As Craig Levein shovelled away the snow from around his car on Tuesday 22nd December 2009, he may have afforded himself a wry smile as he pondered the parallels that task had with the job remit he was about to take on. At one stage it looked like the adverse weather conditions were going to prevent him from making his vital journey to SFA (Scottish Football Association) headquarters at Hampden Park, Glasgow. However, the press conference (that was originally scheduled for early afternoon) eventually got underway in the early evening and saw him officially unveiled as the man chosen to dig the Scottish national side out of their current predicament.
Scotland have not qualified for a major tournament since Craig Brown took them to the World Cup in 1998. Berti Vogts, Walter Smith, Alex McLeish and George Burley have all tried and failed to correct that depressing fact – with some covering themselves in more glory than others in the process. Fans would still look favourably on the tenures of Smith and McLeish because of the two admirable victories against a major nation like France, but now it is up to the 45-year-old former Dundee United manager to pave the way completely to Euro 2012 in Poland and Ukraine rather than reinforce Scotland’s recent reputation as valiant losers.
Levein the player was a well known centre-back who made over 500 appearances for Hearts and won 16 caps for Scotland. He has had a taste of what it means to play for his country in a major tournament, featuring as one of the starting eleven in a 2-1 group stage victory over Sweden at Italia ’90 – an experience he ranks as the highlight of his career to date. Levein the manager has been at the helm of clubs both in England and Scotland, although his successful spells at Hearts and Dundee United were neutralised to some extent by a less fruitful stint at Leicester City.
Having never been regarded as a soft touch while playing or standing in the dugout, Scottish football supporters need not doubt Levein’s gutsy character. In 1994, he infamously punched, and broke the nose of, Hearts team-mate Graeme Hogg during a pre-season friendly – a deed he subsequently received a lengthy ban for. Furthermore, as a manager, there have been occasions when he has had to pay financial penalties for publicly criticising refereeing performances.

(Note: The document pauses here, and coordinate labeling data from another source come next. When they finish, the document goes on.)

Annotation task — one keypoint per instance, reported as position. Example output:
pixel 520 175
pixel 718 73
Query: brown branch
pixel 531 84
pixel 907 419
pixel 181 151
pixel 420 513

The Czech Republic will be first to face Craig Levein’s Scotland in a friendly at Hampden on 3rd March, but that is far from being the only item on his ‘to do’ list. The state of the beautiful game in Scotland, alienated first team players, and the recruitment of other eligible stars are some of the other more pressing issues to be addressed.
Emphasising the value of improving the quality of youth football is an approach Levein stresses he has implemented at every club he has managed since starting out at Cowdenbeath. At Dundee United, the club who received around £250,000 compensation from the SFA for his services, he was both club manager and director of football. This meant Levein called the shots with regard to the youth set up at Tannadice and he chose to revitalise things by bringing in several younger coaches each eager to put their fresh ideas to the test. Therefore, it seems it will only be a matter of time before Levein begins to have a major say on how he feels Scotland’s young footballers should be nurtured.
It is no secret that previous boss George Burley’s failed attempt to get Scotland to South Africa was overshadowed by the stories revolving around Kris Boyd, Barry Ferguson and Alan McGregor. Following a qualifying game against Norway in October 2008, in which Boyd was an unused substitute, the Rangers striker revealed he no longer wanted to play for Scotland while Burley was manager. Later, in April 2009, Ferguson and McGregor were both told by the Scottish Football Association that they would no longer be considered for the national team due to two separate breaches of discipline. Levein has recently stated that to qualify for Euro 2012 he does not want to rule any player out and intends to offer the trio fresh starts under his management.
But it isn’t just the old names that Levein will be looking to. Two names from the next generation constantly espoused as national team talents are James McCarthy and Andrew Driver.
Born and raised in Scotland, McCarthy has come under a fair amount of criticism from Scottish fans for opting to play for Ireland at youth level, as he was entitled to do through his bloodline. The 19-year-old midfielder is very highly rated and has been on the scoresheet for Premier League side Wigan Athletic twice in 2010. However, it has been reported in some circles that McCarthy is having a bit of a re-think. To date, he has represented Ireland only up to Under-21 level and could therefore still switch allegiance. Driver, meanwhile, is a tricky winger who currently plays for Hearts. He was born in Oldham and has made one appearance for England at Under-21 level, but under new residency rules (having had at least five years of schooling in Scotland) the 22-year-old could potentially join McCarthy in turning out for the Scotland senior team. Levein has indicated that he will make it a priority to investigate each of these exciting possibilities.
So, despite a few misgivings about his relatively young age and a disappointing period at Leicester City, on the whole Scottish football fans seem reasonably optimistic about the prospects of progress under Levein. With the qualifying draw for Euro 2012 in Poland and Ukraine just around the corner, they will hope that the former Dundee United boss has started how he means to go on – digging himself out of a challenging situation in order to reach his destination.